Her election provoked negative reactions from the leadership of the Russian Orthodox Church which declared that it was ready to suspend its dialogue with German Lutherans because of Käßmann's non-traditional views and her unusual status as a female Protestant bishop.
On 20 February 2010, Käßmann was pulled over for driving through a red light on the streets of Hanover. It was determined through a blood test that her blood alcohol level was at 1.54 per mil. Her license was immediately confiscated. She could face the loss of her driver's license for one year and pay a fine of one month's salary. Despite receiving a vote of confidence from the council of the Evangelical Church in Germany, she stepped down from her office as leader of the Evangelical Church and as bishop on 24 February 2010.

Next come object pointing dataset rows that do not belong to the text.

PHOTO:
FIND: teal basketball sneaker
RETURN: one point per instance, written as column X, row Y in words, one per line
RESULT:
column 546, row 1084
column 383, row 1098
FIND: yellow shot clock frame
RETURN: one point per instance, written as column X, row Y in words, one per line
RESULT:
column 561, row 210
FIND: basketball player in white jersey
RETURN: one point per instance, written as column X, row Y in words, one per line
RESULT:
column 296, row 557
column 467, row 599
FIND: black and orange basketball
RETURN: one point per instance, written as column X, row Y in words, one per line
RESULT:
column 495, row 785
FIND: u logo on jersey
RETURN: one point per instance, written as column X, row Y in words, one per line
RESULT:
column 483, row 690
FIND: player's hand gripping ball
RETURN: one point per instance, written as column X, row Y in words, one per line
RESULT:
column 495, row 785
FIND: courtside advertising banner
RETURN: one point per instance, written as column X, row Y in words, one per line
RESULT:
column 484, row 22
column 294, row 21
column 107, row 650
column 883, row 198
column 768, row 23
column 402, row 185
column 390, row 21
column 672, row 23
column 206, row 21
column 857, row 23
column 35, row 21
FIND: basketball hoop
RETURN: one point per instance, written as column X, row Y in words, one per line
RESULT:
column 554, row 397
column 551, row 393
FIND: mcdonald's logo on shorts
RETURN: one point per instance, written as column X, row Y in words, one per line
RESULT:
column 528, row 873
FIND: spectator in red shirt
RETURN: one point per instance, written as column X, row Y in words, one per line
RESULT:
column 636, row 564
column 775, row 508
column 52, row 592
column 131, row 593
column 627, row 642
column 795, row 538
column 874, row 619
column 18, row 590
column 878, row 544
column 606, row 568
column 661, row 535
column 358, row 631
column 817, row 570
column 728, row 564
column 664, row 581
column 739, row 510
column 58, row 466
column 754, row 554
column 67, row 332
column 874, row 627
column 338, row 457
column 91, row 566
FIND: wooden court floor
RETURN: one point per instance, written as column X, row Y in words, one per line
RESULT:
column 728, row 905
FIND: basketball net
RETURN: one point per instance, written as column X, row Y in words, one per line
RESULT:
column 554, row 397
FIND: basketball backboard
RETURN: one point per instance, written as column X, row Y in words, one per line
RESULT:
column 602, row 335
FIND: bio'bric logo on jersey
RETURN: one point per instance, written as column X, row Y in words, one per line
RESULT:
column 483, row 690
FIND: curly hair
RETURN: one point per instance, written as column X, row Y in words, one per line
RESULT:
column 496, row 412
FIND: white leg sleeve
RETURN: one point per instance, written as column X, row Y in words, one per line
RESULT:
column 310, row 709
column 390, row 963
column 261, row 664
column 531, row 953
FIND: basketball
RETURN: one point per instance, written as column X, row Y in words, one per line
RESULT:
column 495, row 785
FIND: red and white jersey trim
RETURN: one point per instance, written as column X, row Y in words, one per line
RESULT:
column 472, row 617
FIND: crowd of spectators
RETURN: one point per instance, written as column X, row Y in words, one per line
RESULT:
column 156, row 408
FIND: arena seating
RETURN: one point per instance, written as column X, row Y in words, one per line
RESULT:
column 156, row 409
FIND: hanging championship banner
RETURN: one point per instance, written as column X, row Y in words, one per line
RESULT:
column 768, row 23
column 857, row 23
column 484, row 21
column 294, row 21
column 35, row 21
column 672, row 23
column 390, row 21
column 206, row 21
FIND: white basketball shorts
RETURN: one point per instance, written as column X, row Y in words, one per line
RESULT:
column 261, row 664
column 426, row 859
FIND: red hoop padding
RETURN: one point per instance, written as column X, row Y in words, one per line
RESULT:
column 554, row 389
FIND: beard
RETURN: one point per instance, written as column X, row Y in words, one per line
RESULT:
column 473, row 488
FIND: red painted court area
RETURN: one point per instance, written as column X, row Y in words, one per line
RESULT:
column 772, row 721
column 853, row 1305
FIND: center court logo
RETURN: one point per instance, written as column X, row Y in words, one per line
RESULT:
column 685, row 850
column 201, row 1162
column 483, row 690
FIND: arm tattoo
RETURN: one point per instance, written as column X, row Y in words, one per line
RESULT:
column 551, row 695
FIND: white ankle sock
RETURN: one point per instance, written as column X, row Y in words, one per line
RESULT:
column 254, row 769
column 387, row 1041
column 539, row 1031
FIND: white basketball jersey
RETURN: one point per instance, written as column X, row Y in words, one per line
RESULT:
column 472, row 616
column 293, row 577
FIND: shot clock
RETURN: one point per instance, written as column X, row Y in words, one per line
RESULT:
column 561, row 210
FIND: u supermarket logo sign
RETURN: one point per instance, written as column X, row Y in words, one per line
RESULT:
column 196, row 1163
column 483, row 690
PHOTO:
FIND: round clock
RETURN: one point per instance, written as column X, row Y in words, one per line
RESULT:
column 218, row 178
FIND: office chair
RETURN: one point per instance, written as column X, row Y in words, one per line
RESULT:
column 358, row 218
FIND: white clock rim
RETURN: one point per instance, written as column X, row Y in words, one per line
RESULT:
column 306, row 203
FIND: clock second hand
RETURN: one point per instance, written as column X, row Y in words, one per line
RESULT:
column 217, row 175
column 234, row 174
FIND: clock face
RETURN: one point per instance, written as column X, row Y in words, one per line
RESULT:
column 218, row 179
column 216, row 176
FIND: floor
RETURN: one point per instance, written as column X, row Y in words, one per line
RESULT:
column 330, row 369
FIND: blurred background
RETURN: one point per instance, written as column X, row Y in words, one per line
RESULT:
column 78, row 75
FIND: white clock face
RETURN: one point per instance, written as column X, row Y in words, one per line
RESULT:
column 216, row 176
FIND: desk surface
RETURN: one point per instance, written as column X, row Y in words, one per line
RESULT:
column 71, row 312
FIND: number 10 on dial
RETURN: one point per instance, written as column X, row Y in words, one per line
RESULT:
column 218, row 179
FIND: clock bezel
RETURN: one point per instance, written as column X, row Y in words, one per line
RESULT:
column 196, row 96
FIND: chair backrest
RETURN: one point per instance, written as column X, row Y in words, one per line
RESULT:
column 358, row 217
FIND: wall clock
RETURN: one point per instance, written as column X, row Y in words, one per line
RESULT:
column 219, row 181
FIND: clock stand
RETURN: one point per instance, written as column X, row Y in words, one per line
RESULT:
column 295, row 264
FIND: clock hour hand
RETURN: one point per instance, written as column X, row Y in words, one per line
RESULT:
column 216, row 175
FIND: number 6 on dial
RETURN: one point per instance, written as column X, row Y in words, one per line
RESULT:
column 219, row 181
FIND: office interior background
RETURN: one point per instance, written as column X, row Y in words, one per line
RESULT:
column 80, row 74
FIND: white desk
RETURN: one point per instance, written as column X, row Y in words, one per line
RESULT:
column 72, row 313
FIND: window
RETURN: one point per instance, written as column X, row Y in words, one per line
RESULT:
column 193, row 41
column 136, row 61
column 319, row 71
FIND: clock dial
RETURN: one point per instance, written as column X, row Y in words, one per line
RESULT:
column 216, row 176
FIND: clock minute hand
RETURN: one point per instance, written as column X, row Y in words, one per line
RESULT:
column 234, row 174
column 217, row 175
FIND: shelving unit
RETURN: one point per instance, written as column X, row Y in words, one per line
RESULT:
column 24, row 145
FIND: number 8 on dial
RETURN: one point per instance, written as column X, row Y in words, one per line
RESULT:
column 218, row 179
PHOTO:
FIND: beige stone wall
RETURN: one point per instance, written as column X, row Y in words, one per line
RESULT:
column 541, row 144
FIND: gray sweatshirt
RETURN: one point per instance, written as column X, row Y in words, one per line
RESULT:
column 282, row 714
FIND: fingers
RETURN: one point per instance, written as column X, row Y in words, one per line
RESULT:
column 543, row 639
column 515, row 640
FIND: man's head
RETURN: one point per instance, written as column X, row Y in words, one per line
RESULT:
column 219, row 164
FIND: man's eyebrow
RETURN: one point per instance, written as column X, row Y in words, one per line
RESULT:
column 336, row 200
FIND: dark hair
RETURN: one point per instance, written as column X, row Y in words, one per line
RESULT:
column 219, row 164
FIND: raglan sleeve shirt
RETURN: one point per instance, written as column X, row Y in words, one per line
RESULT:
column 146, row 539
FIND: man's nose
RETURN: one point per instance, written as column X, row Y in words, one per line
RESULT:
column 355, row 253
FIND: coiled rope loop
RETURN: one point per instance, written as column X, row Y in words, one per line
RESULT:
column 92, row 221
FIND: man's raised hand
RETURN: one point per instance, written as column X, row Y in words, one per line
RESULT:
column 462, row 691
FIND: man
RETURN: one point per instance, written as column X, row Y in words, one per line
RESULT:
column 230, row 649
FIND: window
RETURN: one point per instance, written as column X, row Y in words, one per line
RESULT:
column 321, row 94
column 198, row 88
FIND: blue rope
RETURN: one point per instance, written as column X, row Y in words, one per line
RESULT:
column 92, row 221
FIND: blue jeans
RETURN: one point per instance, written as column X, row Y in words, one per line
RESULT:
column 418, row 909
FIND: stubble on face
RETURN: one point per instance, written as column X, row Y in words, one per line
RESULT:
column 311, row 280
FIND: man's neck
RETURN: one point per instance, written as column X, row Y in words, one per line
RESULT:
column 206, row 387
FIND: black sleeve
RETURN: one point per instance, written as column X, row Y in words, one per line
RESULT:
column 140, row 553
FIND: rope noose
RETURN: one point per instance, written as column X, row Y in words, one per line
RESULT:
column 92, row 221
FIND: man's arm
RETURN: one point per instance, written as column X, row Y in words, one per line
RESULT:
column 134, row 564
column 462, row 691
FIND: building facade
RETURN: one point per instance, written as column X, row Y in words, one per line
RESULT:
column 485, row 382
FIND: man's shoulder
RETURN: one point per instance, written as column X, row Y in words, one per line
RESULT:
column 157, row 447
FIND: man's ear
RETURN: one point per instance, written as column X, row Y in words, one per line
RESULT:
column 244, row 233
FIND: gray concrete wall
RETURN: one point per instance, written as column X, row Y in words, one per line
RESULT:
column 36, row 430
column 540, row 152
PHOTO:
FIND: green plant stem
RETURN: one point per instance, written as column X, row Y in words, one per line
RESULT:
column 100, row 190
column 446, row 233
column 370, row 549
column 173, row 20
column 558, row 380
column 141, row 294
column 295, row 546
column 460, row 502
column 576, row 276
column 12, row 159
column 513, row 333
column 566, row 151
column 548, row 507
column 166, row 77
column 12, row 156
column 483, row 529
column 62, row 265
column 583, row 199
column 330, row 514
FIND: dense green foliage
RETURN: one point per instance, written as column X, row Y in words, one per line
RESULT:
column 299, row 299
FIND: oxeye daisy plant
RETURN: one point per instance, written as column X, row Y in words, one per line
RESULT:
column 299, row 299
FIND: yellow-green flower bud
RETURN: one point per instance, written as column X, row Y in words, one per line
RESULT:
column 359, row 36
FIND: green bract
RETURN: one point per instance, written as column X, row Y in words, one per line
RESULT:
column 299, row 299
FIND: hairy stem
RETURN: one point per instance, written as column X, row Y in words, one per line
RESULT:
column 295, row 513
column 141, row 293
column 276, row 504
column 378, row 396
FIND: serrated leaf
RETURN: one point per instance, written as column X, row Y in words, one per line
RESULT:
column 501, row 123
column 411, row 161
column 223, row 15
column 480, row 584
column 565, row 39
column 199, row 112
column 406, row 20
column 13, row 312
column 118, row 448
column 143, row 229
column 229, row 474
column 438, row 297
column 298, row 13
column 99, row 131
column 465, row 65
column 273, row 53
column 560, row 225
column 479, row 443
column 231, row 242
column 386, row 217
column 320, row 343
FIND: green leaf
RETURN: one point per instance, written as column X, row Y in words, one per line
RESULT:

An attack on the right-wing AfD in the course of a Bible workshop during the Evangelical Church Convention in 2017 in which she stated that the AfD "all German" policy was implicitly "nazi" caused widespread comment and controversy. Her words. "Keine Frage mehr, jetzt ist es klar. Frauen sollen Kinder bekommen, wenn sie,biodeutsch‘ sind. Das ist eine neue rechte Definition von einheimisch gemäß dem sogenannten kleinen Arierparagrafen der Nationalsozialisten: zwei deutsche Eltern, vier deutsche Großeltern. Da weiß man, woher der braune Wind wirklich weht.“ "No question, it's clear. Women should have children when they are "bioGerman". That is a new right position of 'indigenous' in accordance with the so-called Aryan paragraphs of the National Socialists: two German parents, four German grandparents. You can see from that where the brown wind is blowing from."

Honours

Käßmann promotes larger emphasis on Christianity in the Protestant church, compared to past decades; for example, she is concerned by the fact that lessons for confirmation candidates focus more on cults and drugs than on the Bible. She argues for a clearer spiritual profile in church-run facilities, for example, more Bible stories being told in Protestant kindergartens rather than only secular songs being sung. In her opinion, children and adults should pray more, and churches should look like churches and not like noncommittal community centers.
She also criticises a number of positions of the Roman Catholic Church. For example, she disagrees with some of the Roman Catholic teachings about homosexuality, artificial contraception, action on reducing the spread of AIDS, ordination of women and celibacy.